The podcast Tradeoffs featured Public Policy Associate Professor Wesley Yin’s research into low enrollment rates in public health insurance plans, even when government subsidies are available. The study, which will be published in American Economics Review, noted that 60% of people who are uninsured and eligible for either Medicaid or Affordable Care Act premium tax subsidies choose to remain uninsured. In a randomized field experiment, researchers sent five types of letters to a group of uninsured, subsidy-eligible people in California. The letters contained escalating amounts of information, from merely announcing the start of open enrollment to specifying how much subsidy an individual could receive. Enrollment rates in this group increased about 16%, suggesting that this low-cost intervention increased their health insurance literacy and comfort level in navigating the system. In addition, the new enrollees were healthier, on average, than those already in the system, creating a more stable risk pool. Yin’s study is discussed in the second half of the podcast.

Pierce Brainstorms Solutions for Communities in Fire Zones

Greg Pierce, associate director of the UCLA Luskin Center for Innovation, was featured in an Agence France-Presse article discussing the fate of communities in fire zones. Thousands of homes have been destroyed this year by deadly wildfires raging across the western United States. As the climate grows hotter, many homeowners who live in these high-risk areas are questioning the future of their communities. According to Pierce, “the idea of evicting citizens is the last solution residents want to resort to and policymakers want to resort to, because it’s so dramatic and so costly.” However, he acknowledged that “for some communities, it’s the only answer for survival.” Pierce, an adjunct assistant professor of urban planning, explained that the housing affordability crisis in California has contributed to the exponential growth of fire-prone communities built on the forested margins of cities since “it remains cheaper to build new development in outlying areas than it is in core urban areas.”

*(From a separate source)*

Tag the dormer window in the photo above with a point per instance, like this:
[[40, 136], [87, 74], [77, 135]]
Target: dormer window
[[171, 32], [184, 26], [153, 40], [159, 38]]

Ong on Prospects for Rectifying Census Count

Paul Ong, director of the Center for Neighborhood Knowledge at UCLA Luskin, gave KCRW’s Greater L.A. program an update on the 2020 Census. In a year upended by the COVID-19 pandemic and partisan recriminations, many fear a serious undercount that will deny vulnerable populations fair political representation and access to both public and private funding. Ong called for the mobilization of independent third parties to conduct followup research that identifies the neighborhoods and populations that have been left out so that the official count can be adjusted. “After the census, after the enumeration, we need to do serious analysis and serious research to understand the patterns of undercount,” he said. “Clearly, the Census Bureau should be doing that, but I don’t think they would do an adequate job.” Ong also spoke to the Orange County Register about the U.S. Supreme Court’s decision to allow the count to be halted immediately, noting, “Is our goal to count everyone, to be inclusive? … It’s important to establish that fact.”